Selama delapan bulan ini mereka hidup dari uang tabungan saja. Itu sebabnya mereka sangat hemat dalam menggunakan uang. Pak Teguh belum mendapatkan pekerjaan lagi. Istrinya, yaitu si perempuan cantik, sangat pintar mengolah keuangan dan juga mengolah bahan makanan seadanya menjadi sesuatu yang bisa mereka konsumsi.
Mereka memanfaatkan sedikit lahan di belakang rumah untuk menanam sayuran, singkong, dan beberapa jenis tanaman lain yang bisa dimanfaatkan untuk kebutuhan sehari-hari.
Benar-benar keluarga yang bisa dijadikan contoh dalam hal menerima keadaan dan takdir yang diberikan. Aku jadi ingat kepada anak-anak Pramuka, yang diajarkan untuk menjadi manusia yang hemat, cermat, dan bersahaja. Itulah yang aku pelajari selama di rumah pak Teguh.

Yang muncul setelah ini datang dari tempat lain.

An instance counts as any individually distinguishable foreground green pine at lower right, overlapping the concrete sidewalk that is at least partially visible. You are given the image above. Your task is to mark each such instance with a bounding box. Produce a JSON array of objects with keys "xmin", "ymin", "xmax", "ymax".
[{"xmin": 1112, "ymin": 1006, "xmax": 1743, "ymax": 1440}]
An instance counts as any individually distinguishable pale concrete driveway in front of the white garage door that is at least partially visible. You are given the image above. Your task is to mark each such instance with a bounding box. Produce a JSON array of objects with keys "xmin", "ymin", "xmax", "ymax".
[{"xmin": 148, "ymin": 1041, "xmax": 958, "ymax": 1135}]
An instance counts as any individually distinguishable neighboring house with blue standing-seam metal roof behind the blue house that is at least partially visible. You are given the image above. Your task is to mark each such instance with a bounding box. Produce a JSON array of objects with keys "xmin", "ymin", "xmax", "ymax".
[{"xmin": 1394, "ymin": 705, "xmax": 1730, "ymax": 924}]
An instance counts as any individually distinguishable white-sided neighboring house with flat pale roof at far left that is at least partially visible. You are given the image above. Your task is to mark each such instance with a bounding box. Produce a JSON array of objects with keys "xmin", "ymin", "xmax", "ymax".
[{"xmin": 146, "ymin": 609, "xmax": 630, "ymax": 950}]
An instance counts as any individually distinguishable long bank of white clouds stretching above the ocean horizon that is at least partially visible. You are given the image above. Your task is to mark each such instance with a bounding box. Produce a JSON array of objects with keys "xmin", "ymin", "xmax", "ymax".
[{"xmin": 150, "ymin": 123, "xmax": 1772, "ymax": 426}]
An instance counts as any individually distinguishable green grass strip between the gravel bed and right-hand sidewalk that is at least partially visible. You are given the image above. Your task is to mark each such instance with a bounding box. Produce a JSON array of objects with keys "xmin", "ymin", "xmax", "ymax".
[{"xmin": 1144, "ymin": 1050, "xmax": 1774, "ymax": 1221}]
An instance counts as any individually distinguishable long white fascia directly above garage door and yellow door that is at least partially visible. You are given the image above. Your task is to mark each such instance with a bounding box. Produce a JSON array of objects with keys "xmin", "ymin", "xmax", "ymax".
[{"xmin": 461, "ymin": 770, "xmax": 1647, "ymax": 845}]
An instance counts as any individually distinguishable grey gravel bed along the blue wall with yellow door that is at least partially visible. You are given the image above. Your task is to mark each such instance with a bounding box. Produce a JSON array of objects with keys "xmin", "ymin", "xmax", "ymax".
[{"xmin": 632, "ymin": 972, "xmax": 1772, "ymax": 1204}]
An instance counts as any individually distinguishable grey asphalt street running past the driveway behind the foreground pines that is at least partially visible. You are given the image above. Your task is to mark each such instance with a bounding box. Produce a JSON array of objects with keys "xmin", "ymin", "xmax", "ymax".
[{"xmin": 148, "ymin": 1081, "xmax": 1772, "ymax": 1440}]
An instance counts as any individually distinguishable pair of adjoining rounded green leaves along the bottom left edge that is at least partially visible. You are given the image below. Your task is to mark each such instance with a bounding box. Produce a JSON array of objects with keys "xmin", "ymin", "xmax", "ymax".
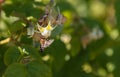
[{"xmin": 4, "ymin": 62, "xmax": 52, "ymax": 77}]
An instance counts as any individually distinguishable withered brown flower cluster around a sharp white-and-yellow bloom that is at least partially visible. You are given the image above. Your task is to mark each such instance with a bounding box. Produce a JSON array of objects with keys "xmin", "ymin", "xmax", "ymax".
[{"xmin": 28, "ymin": 6, "xmax": 66, "ymax": 51}]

Mereka tanpa mengeluh, tetap menjalani hidup dengan baik dan menggunakan uang dengan cermat dan hemat. Bahkan sampai satu minggu ini, aku masih awet. Kira-kira masih setengah lagi isi tubuhku. Di rumah lain, aku bisa habis sekitar satu minggu. Bahkan ada yang menghabiskan isi tubuhku hanya tiga hari saja.
***
Dari pengalamanku selama berada di rumah pak Teguh, aku meyakini bahwa yang namanya membicarakan orang lain tidak pernah ada baiknya.
Mereka membicarakan keluaga pak Teguh yang kaya dengan rumah besar, mengapa masih menggunakan gas melon untuk memasak. Mengapa mereka jarang belanja. Bahkan anaknya yang hampir tidak pernah jajan pun dibicarakan.

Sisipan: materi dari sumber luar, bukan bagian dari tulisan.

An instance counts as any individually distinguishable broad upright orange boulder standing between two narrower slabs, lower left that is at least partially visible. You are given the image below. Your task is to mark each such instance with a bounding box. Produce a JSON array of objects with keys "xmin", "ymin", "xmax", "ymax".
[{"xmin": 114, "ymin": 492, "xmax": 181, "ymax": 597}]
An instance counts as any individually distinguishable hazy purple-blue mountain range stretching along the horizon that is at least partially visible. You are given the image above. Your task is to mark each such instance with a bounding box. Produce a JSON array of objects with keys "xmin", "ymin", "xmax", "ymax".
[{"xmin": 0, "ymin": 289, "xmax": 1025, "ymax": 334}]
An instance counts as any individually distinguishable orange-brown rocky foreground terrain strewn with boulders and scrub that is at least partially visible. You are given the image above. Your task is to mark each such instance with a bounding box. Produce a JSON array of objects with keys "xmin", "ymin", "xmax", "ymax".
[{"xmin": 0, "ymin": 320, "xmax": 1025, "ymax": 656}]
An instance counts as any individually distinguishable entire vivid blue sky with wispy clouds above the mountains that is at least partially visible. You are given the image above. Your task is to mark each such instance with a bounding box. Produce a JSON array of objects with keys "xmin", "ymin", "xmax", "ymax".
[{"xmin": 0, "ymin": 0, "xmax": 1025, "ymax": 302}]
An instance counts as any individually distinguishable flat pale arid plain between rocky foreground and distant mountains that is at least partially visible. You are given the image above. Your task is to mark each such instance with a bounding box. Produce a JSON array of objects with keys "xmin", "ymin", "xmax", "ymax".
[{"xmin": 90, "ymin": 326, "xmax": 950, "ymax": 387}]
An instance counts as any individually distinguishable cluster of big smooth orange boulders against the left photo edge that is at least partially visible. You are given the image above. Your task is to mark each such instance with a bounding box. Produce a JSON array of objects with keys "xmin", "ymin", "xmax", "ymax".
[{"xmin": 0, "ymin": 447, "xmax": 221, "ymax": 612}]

Hah! Dasar ibu-ibu dan bapak-bapak tukang gibah!
Aku rasanya ingin marah ke mereka! Andai aku bisa berteriak di hadapan mereka!
Hoi! Jangan suka membicarakan orang lain seenak udelmu sendiri! Kalian tidak tahu apa yang mereka alami. Kalian tidak tahu usaha apa yang telah mereka jalani. Yang aku tahu, kalian sudah membuat gibahan ini berjalan ratusan kilometer jauhnya, tanpa bisa dikendalikan.
Bisik-bisik dan gibahan kalian telah merugikan keluarga kecil yang bersahaja. Tidak kenal tapi sok tahu dan sok mengerti.
Yakin kalian bisa mempertanggungjawabkan gibahan kalian?
Yakin bisa?
Hhhh… dasar! Mulut-mulut tukang gibah! Entah kapan kalian bisa berubah!